Platzieren Sie Ihre Stecklinge in durchsichtigen Glasgefäßen (recycelte Marmeladen- oder Joghurtgläser eignen sich hervorragend), gefüllt mit Wasser in Raumtemperatur. Zu kaltes Leitungswasser kann die Pflanze schocken; lassen Sie es vor Gebrauch einige Stunden stehen.

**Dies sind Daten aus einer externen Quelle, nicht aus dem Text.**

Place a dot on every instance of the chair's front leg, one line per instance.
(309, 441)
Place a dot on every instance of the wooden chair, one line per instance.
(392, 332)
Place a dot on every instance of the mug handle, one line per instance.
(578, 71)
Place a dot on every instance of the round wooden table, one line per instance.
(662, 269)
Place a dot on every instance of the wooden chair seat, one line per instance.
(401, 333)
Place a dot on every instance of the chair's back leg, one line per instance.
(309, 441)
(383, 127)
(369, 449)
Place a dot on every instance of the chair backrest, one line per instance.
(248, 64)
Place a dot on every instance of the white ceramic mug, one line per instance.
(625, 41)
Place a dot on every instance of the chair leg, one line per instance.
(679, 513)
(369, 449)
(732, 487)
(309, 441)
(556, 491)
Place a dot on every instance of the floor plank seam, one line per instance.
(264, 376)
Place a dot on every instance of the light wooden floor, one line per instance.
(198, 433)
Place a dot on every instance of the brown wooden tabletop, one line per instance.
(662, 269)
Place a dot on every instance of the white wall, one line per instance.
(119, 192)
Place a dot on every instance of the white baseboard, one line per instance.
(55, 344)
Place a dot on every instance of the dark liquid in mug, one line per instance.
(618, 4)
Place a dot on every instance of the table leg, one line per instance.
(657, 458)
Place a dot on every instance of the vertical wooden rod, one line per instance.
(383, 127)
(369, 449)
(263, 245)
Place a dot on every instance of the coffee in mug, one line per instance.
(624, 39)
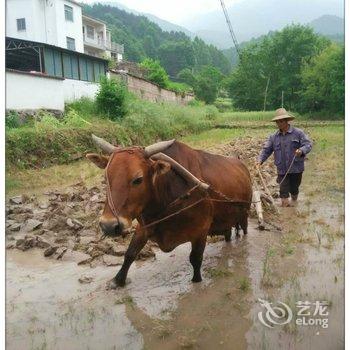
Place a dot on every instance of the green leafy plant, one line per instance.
(111, 98)
(12, 120)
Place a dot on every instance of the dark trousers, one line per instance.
(290, 184)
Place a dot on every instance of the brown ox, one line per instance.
(149, 186)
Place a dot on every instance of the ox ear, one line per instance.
(160, 167)
(98, 160)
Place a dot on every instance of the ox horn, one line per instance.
(103, 144)
(158, 147)
(180, 170)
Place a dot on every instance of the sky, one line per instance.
(175, 11)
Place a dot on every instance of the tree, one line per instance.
(323, 80)
(176, 56)
(186, 76)
(155, 72)
(274, 62)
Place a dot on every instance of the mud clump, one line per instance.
(64, 225)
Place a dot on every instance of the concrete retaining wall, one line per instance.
(149, 91)
(31, 91)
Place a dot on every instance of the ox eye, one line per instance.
(137, 181)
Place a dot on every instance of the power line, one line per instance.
(233, 36)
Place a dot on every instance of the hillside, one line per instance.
(163, 24)
(143, 38)
(252, 18)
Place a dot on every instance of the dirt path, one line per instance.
(48, 308)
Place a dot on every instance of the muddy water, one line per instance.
(47, 307)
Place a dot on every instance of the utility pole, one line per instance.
(233, 36)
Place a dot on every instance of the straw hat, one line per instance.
(281, 113)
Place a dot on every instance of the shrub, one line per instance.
(85, 107)
(111, 98)
(155, 72)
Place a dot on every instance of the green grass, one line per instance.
(50, 141)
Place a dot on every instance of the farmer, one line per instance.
(289, 145)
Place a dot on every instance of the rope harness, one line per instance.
(225, 199)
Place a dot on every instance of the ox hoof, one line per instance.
(196, 279)
(228, 237)
(114, 284)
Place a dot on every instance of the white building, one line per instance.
(60, 23)
(54, 54)
(97, 40)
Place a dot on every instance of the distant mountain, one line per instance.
(331, 27)
(163, 24)
(252, 18)
(143, 38)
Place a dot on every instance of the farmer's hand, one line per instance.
(298, 152)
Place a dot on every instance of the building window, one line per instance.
(68, 13)
(70, 43)
(21, 24)
(90, 32)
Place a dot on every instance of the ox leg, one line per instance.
(196, 258)
(237, 228)
(228, 235)
(138, 241)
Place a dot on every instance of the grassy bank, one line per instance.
(47, 141)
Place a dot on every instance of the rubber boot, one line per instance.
(294, 200)
(285, 202)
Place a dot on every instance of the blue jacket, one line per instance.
(284, 146)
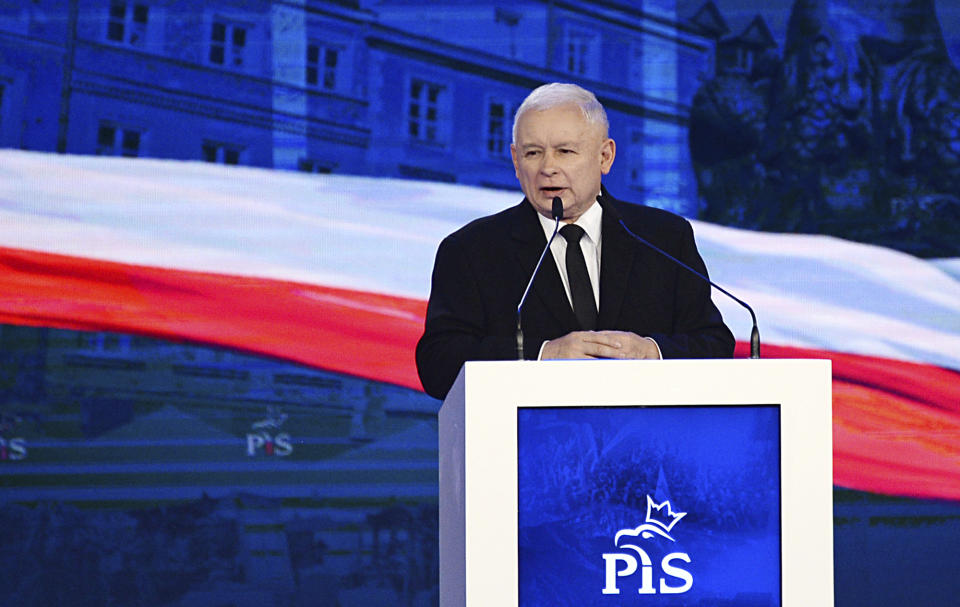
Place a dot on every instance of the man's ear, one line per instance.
(513, 155)
(608, 151)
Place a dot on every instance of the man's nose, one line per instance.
(548, 166)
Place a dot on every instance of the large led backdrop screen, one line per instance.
(218, 222)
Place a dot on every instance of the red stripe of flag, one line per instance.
(896, 424)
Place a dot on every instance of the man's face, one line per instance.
(558, 153)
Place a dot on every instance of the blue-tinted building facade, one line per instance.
(406, 89)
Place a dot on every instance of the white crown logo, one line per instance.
(660, 520)
(662, 515)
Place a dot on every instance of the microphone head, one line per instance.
(557, 207)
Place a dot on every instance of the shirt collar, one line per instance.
(591, 221)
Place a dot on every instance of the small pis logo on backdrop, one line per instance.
(266, 438)
(12, 448)
(665, 577)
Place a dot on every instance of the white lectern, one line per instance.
(590, 482)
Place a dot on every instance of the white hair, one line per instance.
(556, 94)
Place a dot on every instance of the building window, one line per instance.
(127, 22)
(498, 129)
(309, 165)
(228, 43)
(423, 117)
(221, 153)
(113, 140)
(322, 64)
(579, 49)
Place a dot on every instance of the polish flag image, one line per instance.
(333, 271)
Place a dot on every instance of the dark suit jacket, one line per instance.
(482, 269)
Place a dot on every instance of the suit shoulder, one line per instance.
(647, 218)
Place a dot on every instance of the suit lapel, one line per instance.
(622, 269)
(547, 288)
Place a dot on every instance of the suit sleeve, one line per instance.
(698, 328)
(457, 326)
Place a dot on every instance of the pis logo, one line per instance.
(265, 436)
(11, 449)
(672, 579)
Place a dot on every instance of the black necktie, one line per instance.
(581, 291)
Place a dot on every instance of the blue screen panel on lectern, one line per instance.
(672, 506)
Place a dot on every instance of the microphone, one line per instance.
(557, 212)
(754, 333)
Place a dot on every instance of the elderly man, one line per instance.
(601, 294)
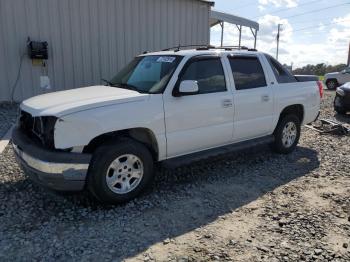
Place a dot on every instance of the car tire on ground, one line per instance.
(332, 84)
(340, 110)
(120, 171)
(287, 134)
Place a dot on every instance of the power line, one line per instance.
(243, 6)
(314, 11)
(286, 9)
(328, 24)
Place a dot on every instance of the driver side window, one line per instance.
(208, 72)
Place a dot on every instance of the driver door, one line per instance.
(203, 120)
(344, 76)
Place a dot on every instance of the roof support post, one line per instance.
(222, 33)
(240, 34)
(255, 34)
(255, 37)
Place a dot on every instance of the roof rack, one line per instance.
(208, 47)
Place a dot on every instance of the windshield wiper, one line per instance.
(107, 82)
(127, 86)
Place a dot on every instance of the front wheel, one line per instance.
(338, 106)
(287, 134)
(120, 171)
(332, 84)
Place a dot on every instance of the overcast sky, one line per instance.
(313, 31)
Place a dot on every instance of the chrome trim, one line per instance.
(340, 92)
(48, 167)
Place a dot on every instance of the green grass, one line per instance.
(321, 78)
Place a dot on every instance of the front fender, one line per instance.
(78, 129)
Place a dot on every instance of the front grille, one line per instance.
(39, 129)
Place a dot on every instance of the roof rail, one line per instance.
(208, 47)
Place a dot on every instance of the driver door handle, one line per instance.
(265, 98)
(227, 103)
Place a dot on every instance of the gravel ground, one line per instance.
(249, 206)
(8, 114)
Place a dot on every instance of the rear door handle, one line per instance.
(265, 98)
(227, 103)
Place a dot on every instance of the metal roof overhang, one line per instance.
(211, 3)
(217, 17)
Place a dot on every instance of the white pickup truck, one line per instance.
(172, 106)
(335, 79)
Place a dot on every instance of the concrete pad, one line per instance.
(5, 139)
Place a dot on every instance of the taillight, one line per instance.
(320, 88)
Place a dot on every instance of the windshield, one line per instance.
(147, 74)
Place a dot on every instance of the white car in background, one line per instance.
(335, 79)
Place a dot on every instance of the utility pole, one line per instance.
(278, 39)
(349, 56)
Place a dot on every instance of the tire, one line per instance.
(332, 84)
(340, 110)
(132, 167)
(285, 143)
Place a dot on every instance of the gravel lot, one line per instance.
(249, 206)
(8, 113)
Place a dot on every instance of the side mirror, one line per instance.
(188, 87)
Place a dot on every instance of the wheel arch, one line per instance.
(140, 134)
(296, 109)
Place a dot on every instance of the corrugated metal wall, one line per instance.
(90, 39)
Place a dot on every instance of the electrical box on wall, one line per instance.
(38, 50)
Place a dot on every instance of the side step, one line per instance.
(194, 157)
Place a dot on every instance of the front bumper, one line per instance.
(59, 171)
(342, 101)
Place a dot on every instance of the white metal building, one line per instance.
(90, 39)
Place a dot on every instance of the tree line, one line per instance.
(319, 69)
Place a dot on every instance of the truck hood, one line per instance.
(332, 73)
(346, 87)
(70, 101)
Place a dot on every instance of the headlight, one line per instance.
(340, 92)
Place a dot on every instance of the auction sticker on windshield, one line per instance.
(166, 59)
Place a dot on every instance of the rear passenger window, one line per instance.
(281, 73)
(209, 74)
(247, 72)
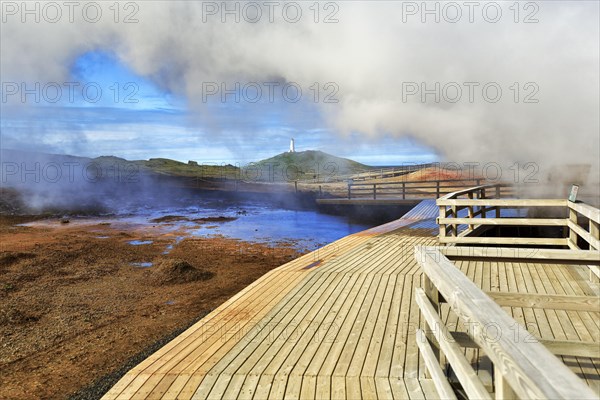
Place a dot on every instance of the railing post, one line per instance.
(443, 226)
(594, 231)
(482, 196)
(498, 196)
(470, 208)
(501, 387)
(434, 297)
(454, 225)
(572, 233)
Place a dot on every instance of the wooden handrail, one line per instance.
(450, 222)
(401, 188)
(530, 369)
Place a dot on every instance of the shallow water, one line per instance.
(302, 229)
(244, 220)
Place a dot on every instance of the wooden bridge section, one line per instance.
(348, 321)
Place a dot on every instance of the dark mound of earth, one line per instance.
(178, 271)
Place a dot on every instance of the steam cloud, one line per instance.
(372, 52)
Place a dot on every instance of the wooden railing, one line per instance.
(404, 189)
(388, 172)
(522, 368)
(458, 226)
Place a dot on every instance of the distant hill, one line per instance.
(306, 165)
(284, 167)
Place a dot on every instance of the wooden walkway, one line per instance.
(340, 323)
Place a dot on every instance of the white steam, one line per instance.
(371, 54)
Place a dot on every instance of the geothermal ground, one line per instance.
(77, 304)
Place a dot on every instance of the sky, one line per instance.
(111, 110)
(381, 82)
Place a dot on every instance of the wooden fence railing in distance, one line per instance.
(407, 189)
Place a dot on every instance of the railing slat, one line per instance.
(439, 379)
(533, 371)
(461, 367)
(505, 221)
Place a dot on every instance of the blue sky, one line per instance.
(133, 118)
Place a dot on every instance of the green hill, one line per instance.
(306, 165)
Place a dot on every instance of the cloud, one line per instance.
(375, 54)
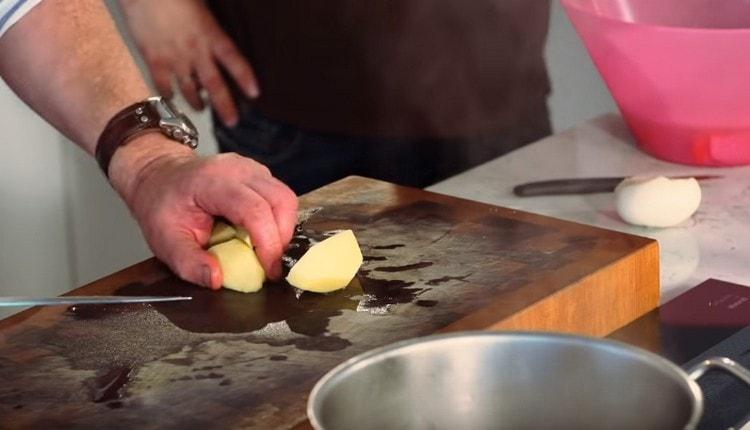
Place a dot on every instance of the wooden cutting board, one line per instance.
(225, 359)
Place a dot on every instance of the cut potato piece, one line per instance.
(240, 266)
(329, 265)
(221, 232)
(657, 202)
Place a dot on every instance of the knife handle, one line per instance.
(566, 187)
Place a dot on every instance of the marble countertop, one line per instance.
(713, 244)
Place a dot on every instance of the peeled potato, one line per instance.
(240, 266)
(329, 265)
(244, 236)
(657, 202)
(221, 232)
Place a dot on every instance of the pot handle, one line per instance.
(720, 363)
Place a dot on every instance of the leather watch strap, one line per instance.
(134, 120)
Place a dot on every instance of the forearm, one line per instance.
(68, 62)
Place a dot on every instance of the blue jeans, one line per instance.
(306, 160)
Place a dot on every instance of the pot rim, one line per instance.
(378, 354)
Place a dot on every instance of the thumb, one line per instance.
(191, 262)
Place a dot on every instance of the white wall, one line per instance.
(61, 226)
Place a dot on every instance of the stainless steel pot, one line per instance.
(510, 380)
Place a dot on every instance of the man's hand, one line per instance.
(180, 40)
(174, 195)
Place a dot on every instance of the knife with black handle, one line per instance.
(557, 187)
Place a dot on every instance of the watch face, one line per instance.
(175, 124)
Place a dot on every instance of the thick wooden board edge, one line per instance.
(629, 286)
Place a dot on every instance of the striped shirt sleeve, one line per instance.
(13, 10)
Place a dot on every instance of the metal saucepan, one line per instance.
(485, 380)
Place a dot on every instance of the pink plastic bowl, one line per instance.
(679, 71)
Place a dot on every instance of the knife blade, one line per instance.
(557, 187)
(85, 300)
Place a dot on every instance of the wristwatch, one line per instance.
(154, 114)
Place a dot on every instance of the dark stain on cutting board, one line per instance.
(228, 359)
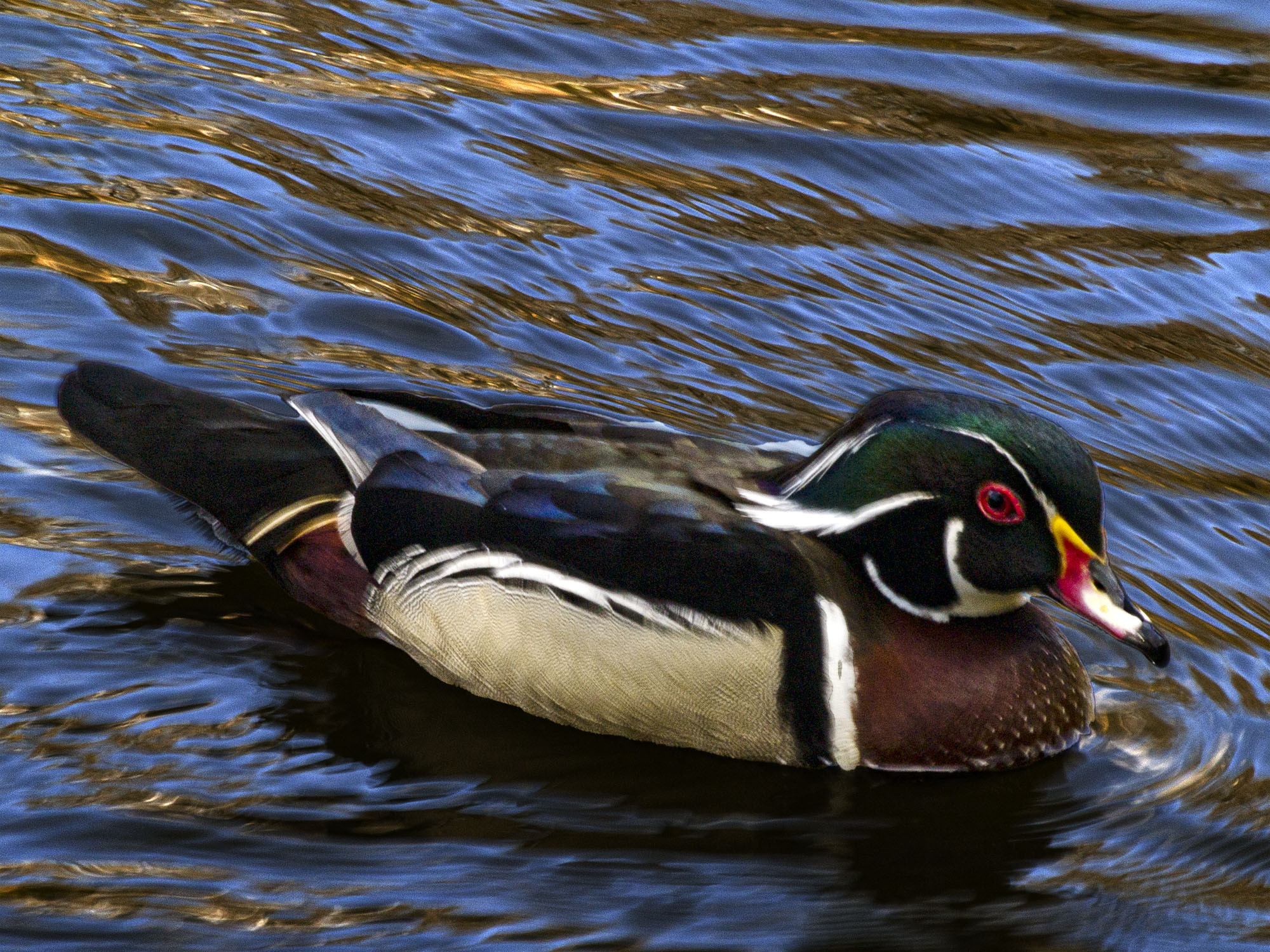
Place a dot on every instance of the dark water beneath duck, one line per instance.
(730, 216)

Stellen Sie die Stecklinge in einen beheizten Wohnraum, idealerweise um die 20°C, aber niemals in direkten Kontakt mit einem Heizkörper, da das Wasser sonst zu schnell verdunstet. Für maximale Erfolgschancen platzieren Sie sie nahe einem Fenster, um das zunehmende Jänner-Licht einzufangen. Direkte Sonneneinstrahlung, die die empfindlichen Gewebe verbrennen könnte, sollten Sie im Winter vermeiden.
Ein simpler Trick für etwas kühlere Innenräumen: Schaffen Sie mit einem transparenten Plastiksack, der über den Topf gestülpt wird (durch Stützen gehalten), eine Glocke. Das erhöht die Luftfeuchtigkeit und Wärme um den Stiel, was das Wurzelwachstum massiv beschleunigt.
Zwei Monate Vorsprung für eine üppige Dschungel-Pracht ab März
Der entscheidende Vorteil, bereits im Jänner aktiv zu werden, liegt im Timing. Ein heute bewurzelter Steckling hat innerhalb von vier bis sechs Wochen ein stabiles Wurzelsystem entwickelt. Das bedeutet: Ende Februar oder Anfang März, genau wenn die Natur explodiert und der Saftfluss sprunghaft ansteigt, sind Ihre neuen Pflanzen bereits bereit für die Erde.
Anstatt im Frühjahr mühsam mit dem Bewurzeln zu beginnen, werden Ihre jungen Pflanzen die gesamte Energie der schönen Jahreszeit dafür nutzen, Blätter zu produzieren und zu wachsen. Sie gewinnen so zwei Wachstumsmonate gegenüber dem üblichen Zyklus. Das ist die effektivste Methode, um Ihre bestehenden Töpfe zu verdichten oder voluminöse neue Pflanzen für den Sommer zu erhalten – ohne einen Cent im Gartencenter ausgegeben zu haben.
Die Zimmergärtnerei im Winter ist weit davon entfernt, eine passive Tätigkeit zu sein. Indem Sie die Verlängerung der Tage ab Jänner nutzen, bieten Sie Ihren Pflanzen die ideale Inkubation für einen kräftigen Neustart. Sehen Sie sich Ihre Regale an: Es gibt bestimmt einen Pothos- oder Monstera-Stiel, der nur auf Ihren Eingriff wartet, um eine neue Generation Grüner Schönheit zu schenken. Wann starten Sie mit Ihrem Jänner-Steckling?